Pur con tutte le sue criticità, è del resto indubbio che la legge 81/2017 abbia avuto il grande merito di dare finalmente anche in Italia un’identità  - anche giuridica - a uno strumento ormai in via di diffusione e troppo spesso impropriamente confuso o assimilato al telelavoro, dal quale però differisce per una minore rigidità nell’organizzazione delle modalità di lavoro e, di conseguenza, anche per un potenziale più innovativo: per il dipendente, cui offre la possibilità di conciliare con maggiore facilità i tempi di lavoro e vita privata (il che lo rende una soluzione particolarmente appetibile per le lavoratrici madri, ma anche per i lavoratori più prossimi all’età di pensionamento); per il datore di lavoro, che ne può trarre benefici in termini di attrattività e retention, produttività (basti pensare alla comprovata riduzione del tasso di assenteismo) e riduzione dei costi, ad esempio di quelli di gestione degli spazi fisici dell’azienda. 

Ci sono però delle ragioni strutturali che, senza ombra di dubbio, favoriscono le grandi aziende le quali, del resto, più agevolmente possono beneficiare delle risorse economiche, umane, tecnologiche e di pianificazione necessarie a mettere in atto la trasformazione organizzativa alla base dell’attuazione dello smart working. Si è ad esempio a lungo parlato dei limiti del lavoro agile sul versante della sicurezza ma, a fronte dei progressi fatti registrare dalla circolare INAIL del 2 novembre 2017, sono molte le realtà che lamentano difficoltà organizzative dinanzi ai necessari adempimenti formali, individuando nei processi di trasmissione delle comunicazioni relative agli accordi sul lavoro agile un elemento ulteriore di complicazione. 

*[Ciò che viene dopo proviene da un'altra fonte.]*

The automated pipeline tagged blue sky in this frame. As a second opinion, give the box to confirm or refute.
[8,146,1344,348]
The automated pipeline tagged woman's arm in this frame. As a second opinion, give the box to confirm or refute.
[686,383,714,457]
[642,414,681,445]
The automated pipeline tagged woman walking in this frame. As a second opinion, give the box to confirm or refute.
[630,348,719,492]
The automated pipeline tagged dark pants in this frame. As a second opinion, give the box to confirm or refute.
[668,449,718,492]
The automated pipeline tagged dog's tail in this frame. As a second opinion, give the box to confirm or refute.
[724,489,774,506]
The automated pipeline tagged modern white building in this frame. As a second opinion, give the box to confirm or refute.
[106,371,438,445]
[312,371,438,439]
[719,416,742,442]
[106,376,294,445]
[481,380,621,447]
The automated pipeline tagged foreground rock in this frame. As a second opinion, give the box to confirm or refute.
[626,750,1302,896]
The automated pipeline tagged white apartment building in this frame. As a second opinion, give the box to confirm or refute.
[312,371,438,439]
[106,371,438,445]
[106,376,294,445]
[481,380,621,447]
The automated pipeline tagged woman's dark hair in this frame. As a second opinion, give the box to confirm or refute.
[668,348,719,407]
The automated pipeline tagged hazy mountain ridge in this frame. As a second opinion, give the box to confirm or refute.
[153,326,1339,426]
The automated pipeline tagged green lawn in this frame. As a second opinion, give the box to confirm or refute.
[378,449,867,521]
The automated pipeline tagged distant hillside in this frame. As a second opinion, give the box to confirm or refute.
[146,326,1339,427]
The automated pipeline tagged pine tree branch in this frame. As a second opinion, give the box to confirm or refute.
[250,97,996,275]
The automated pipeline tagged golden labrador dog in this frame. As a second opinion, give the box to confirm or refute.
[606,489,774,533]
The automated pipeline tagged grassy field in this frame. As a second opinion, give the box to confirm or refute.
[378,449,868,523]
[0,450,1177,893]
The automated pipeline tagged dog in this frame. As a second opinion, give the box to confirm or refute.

Il fenomeno resta allora di nicchia, in particolare nelle aziende di dimensioni contenute, anche per ragioni culturali: lo stesso Osservatorio Smart Working registra tra le PMI una latente disinformazione sul tema, mentre per quanto riguarda le grandi aziende sarà forse solo il tempo a dire se si è dinanzi a un’autentica rivoluzione o, piuttosto, a un “trend” del quale neppure le realtà più strutturate hanno pienamente colto dinamiche e impatti. Non si tratta d’altra parte solo di una maggiore flessibilità oraria o “geografica”, ma di un cambiamento più radicato e radicale nell’organizzazione del lavoro, che attribuisce al dipendente maggiore autonomia e flessibilità, richiedendogli però come contropartita una maggiore responsabilizzazione e di una più spiccata propensione a valutarne le prestazioni lavorative in termini di risultati ottenuti. E i possibili risvolti negativi di questa situazione non mancano, con gli smart worker che non di rado lamentano ad esempio senso di isolamento rispetto ai colleghi o sintomi di stress legati sia all’eccessivo prolungamento degli orari di lavoro sia all’uso intensificato di dispositivi tecnologici. E, non è un caso, del resto, che l’effettiva applicazione del diritto alla disconnessione sia oggi considerata la vera partita da giocare in materia di lavoro agile: l’utilizzo prevalente di tecnologie informative, da un lato, e la definizione delle attività professionali secondo la logica dell’obiettivo, dall’altro, può generare infatti un autentico paradosso, quello per cui una strategia pensata anche per favorire il work-life balance si traduca, nella pratica e in assenza di adeguati accorgimenti, in una reperibilità costante e controproducente. 

Il potenziale innovativo dello smart working non è insomma in discussione, ma se l’intenzione è quella di portare davvero a compimento la “rivoluzione agile” un ulteriore sforzo è richiesto tanto ai policy maker quanto a imprese e pubbliche amministrazione, affinché la spinta al cambiamento non finisca col l’esaurirsi prima ancora di ottenere gli esiti auspicati.